At this point, what are a few more pounds in the old knapsack? I’ve already saddled myself with a clearly unnecessary CD player with FM capability simply because I like the idea of lying under a star-intensive night sky while listening to Bach rendered on the piano. As it turns out, this slim piece of electronics will figure prominently in our ability to verify an unsettling story told to us Wednesday morning by a scruffy hiker of dubious credibility.

Park City, an important ski venue for the upcoming Winter Olympics, has been gentrified to within a centimeter of its well-manicured life. Despite numerous outlets for souvenirs and ice cream, it’s nonetheless a charming community, a fact that has helped propel real estate prices boldly skyward. For example, an unprepossessing 2-story frame house, now serving as a tee shirt emporium on the business district’s main drag, carries a $750,000 price tag.
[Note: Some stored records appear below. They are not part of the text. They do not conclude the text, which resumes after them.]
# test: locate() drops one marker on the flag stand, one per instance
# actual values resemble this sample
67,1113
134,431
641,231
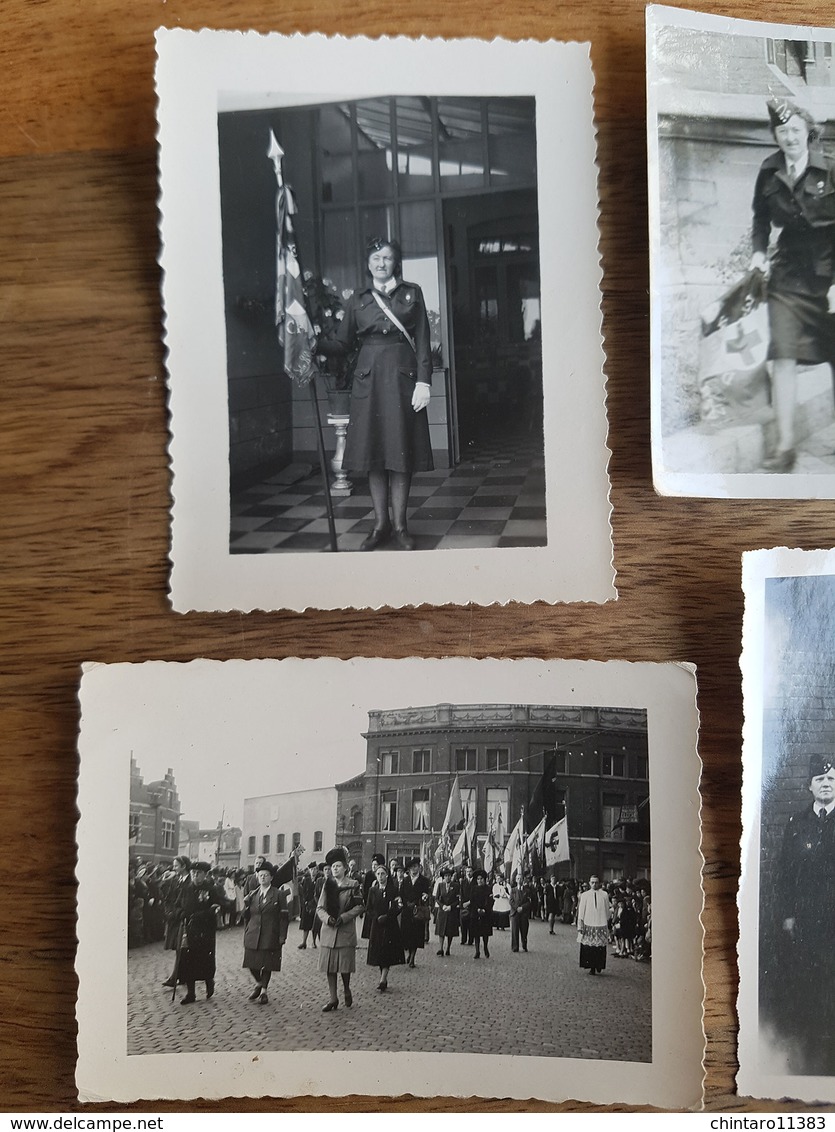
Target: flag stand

This is a community that puts a high value on aesthetic qualities. Among the evidence: (a) Old buildings are restored, not demolished; (b) Billboards are prohibited; (c) Business signage is regulated, unobtrusive and equally effective for all; and (d) Landscaping is ubiquitous and pleasing. Partly because of these facts – certainly not despite them – business is booming. This was true before the Olympics and it doubtless will be true afterwards.

The town did not enter into this happy state by accident. Many other perfectly glorious natural sites have had their aesthetics ruined by unfettered signage, anything-goes development and indifferent landscaping. Not here, though, not by a long shot. Polk County, Florida could take a big lesson from Park City, Utah – but it probably won’t.

Sunday, September 9: Today begins the end of civilization as we know it (or so I amuse myself by thinking at the time), which is another way of saying that the concept of indoor plumbing is about to vanish. I indulge in a shameless drawdown of the hotel’s hot water supply before heading to breakfast.